Seluruh pasukan akhirnya dikumpulkan di Hutan Ngancar, perbatasan Kediri. Pada akhirnya Kota Blitar berhasil diduduki kembali oleh Jepang dan Kolonial Katagiri yang ditunjuk untuk memimpin operasi penumpasan mendatangi pasukan Soeprijadi yang masih bertahan di Hutan Ngancar, perbatasan Kediri.

Pada 19 Februari, tepatnya di Sumberlumbu, Kolonial Katagiri bertemu dengan Shudanco Moeradi yang merupakan salah satu pemimpin pemberontakan. Para pasukan PETA memberikan penawaran penyerahan diri dengan memberikan syarat yaitu, mempercepat kemerdekaan Indonesia, para tentara PETA yang terlibat pemberontakan tidak dilucuti senjatanya, dan aksi pemberontakan tentara PETA pada 14 Februari 1945 di kota Blitar tidak akan dimintai pertanggungjawaban. Kolonial Katagiri menyetujui, dengan menyerahkan pedang perwira kepada Moeradi. Seluruh pasukan beserta Moeradi akhirnya kembali ke Blitar.

Pemberontakan tersebut benar-benar berakhir dengan kegagalan, Kesepakatan Sumberlumbu pun ternyata tidak diakui oleh para pimpinan tentara Jepang yang ada di Jakarta. Para anggota PETA yang terlibat pada akhirnya mendapatkan hukuman. Shudanco Moeradi, Chudanco Ismangil, Bundanco Soenanto, Bundanco Soeparjono, Sudarmo, Halir, dan Amin dihukum mati dan sisanya mendapat hukuman penjara, baik dengan waktu yang ditentukan ataupun dipenjara hingga seumur hidup.

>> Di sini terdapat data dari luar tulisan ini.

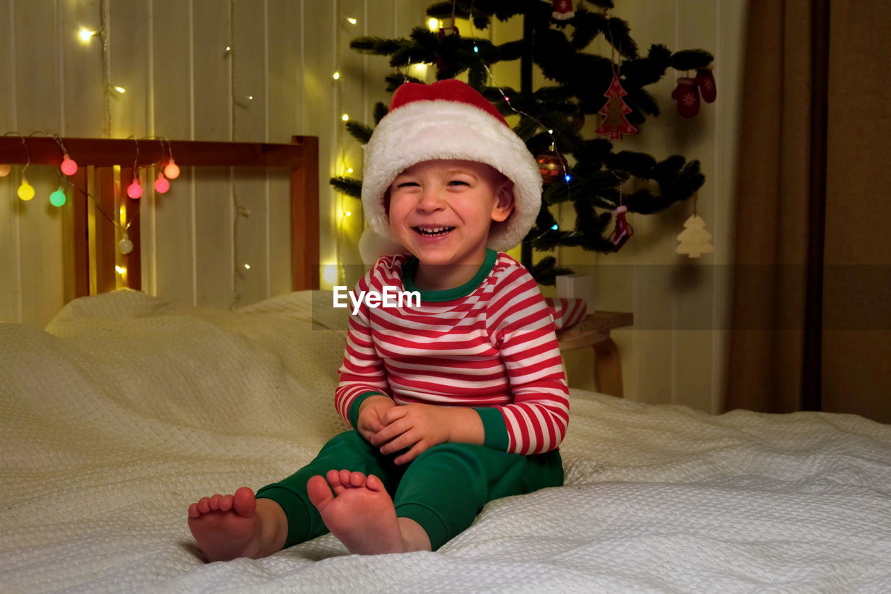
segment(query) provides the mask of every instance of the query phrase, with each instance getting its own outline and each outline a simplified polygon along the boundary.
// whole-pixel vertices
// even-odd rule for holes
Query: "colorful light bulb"
[[[164,175],[168,179],[176,179],[179,177],[179,168],[174,162],[173,157],[170,157],[170,162],[164,167]]]
[[[21,178],[21,186],[19,186],[19,197],[26,201],[34,197],[34,188],[24,177]]]
[[[61,172],[66,176],[73,176],[78,172],[78,164],[68,156],[67,153],[61,158]]]
[[[164,174],[160,171],[158,172],[158,179],[155,180],[155,192],[158,194],[165,194],[170,189],[170,182],[167,180]]]
[[[143,185],[139,183],[139,177],[134,177],[133,182],[127,186],[127,195],[134,200],[143,196]]]
[[[50,204],[53,206],[64,206],[65,205],[65,190],[61,189],[61,186],[59,189],[50,194]]]

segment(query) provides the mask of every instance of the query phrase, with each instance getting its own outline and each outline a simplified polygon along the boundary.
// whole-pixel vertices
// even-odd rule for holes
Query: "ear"
[[[495,191],[497,202],[492,207],[492,220],[502,222],[513,212],[513,182],[505,178]]]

Namun, nama Soeprijadi tidak ada dalam daftar orang-orang yang mendapatkan hukuman. Karena pada saat pemberontakan mengalami gagal total, dan kebebasan rakyat hilang kembali, Soeprijadi juga ikut dinyatakan menghilang. Soeprijadi terakhir terlihat pada saat kembali dari Ngancar tepatnya ia menghilang di Dukuh Panceran, Ngancar.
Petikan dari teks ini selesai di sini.